DNA-Binding Mutant EAAE-ER alpha Genome-Wide Binding in the Uterus

Transcription factors (TFs) influence cell function by interpreting information contained within cis-regulatory elements in chromatin. Whereas ChIP-sequencing has been used to identify and map transcription factor-DNA interactions, it has been difficult to assign functionality to the binding sites identified. Thus, in this study we probed the transcriptional activity, DNA-binding competence and functional activity of select nuclear receptor (NR) mutants in cellular and animal model systems and used this information to define the sequence constraints of functional steroid nuclear receptor (sNR) cis-regulatory elements. Analysis of the architecture within sNR chromatin interacting sites revealed that only a small fraction of all sNR chromatin interacting events are associated with transcriptional output, and that this functionality is restricted to elements that vary from the consensus palindromic elements by one or two nucleotides.
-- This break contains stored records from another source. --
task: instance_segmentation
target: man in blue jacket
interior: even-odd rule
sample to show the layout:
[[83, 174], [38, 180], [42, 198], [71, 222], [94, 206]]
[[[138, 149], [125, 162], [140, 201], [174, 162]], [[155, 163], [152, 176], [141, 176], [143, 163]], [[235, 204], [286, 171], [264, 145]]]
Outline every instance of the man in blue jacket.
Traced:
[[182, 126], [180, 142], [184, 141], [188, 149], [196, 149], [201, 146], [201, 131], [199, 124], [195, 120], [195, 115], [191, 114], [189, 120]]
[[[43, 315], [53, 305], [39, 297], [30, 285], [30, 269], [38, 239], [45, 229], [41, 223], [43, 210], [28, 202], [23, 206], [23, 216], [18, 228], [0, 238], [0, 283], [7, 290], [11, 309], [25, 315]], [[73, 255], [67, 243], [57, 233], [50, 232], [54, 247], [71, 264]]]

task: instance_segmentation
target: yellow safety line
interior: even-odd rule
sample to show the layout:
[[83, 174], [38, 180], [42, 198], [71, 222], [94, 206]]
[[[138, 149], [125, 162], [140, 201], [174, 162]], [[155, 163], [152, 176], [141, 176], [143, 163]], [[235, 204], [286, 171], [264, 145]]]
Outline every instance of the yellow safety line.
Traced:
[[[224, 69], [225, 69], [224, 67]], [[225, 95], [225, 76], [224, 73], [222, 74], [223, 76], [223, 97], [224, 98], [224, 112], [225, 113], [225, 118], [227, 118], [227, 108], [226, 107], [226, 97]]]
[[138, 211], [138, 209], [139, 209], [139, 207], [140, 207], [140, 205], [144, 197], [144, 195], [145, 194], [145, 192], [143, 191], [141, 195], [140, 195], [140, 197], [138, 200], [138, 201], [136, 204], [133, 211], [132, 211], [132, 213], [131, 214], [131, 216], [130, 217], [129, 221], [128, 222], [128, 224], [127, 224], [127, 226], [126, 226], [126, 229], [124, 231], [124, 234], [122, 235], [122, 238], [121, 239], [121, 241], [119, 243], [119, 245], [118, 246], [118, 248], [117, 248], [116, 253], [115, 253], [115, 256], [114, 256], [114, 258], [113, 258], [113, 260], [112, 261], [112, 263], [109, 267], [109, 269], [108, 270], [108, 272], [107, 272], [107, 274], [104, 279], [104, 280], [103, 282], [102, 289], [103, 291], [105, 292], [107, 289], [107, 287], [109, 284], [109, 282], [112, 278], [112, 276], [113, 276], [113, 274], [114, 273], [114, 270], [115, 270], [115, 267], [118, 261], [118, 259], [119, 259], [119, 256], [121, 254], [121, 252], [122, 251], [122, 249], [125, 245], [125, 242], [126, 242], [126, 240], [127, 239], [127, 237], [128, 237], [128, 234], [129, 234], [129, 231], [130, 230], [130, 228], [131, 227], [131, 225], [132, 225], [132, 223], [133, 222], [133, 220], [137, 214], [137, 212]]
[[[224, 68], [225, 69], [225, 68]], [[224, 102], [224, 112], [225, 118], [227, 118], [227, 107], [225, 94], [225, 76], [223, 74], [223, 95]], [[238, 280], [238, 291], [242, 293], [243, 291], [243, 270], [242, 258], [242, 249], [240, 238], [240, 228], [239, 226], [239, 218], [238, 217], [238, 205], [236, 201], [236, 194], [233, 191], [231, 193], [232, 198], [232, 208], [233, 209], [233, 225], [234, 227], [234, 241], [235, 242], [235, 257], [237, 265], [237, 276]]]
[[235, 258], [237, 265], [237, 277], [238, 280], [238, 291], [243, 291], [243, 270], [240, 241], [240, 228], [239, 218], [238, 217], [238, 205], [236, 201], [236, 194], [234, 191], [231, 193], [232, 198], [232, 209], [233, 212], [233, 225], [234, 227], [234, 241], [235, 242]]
These findings define the transcriptional grammar necessary to predict functionality from linear genome sequences. Overall design: ERa binding of DBD-mutant ERa (EAAE) 2 samples; pools of 15 EAAE uteri (V or E2 treated) Please note that the precise mouse strain information is, unfortunately, not known. The original ES cells used to make the mice was a mixture of 129P2/OlaHsd and mice were subsequently bred to C57BL/6. The official strain name (B6;129P2-Esr1tm2.1Gsc/J) accounts for this mixture, but no one has determined the relative contribution of each.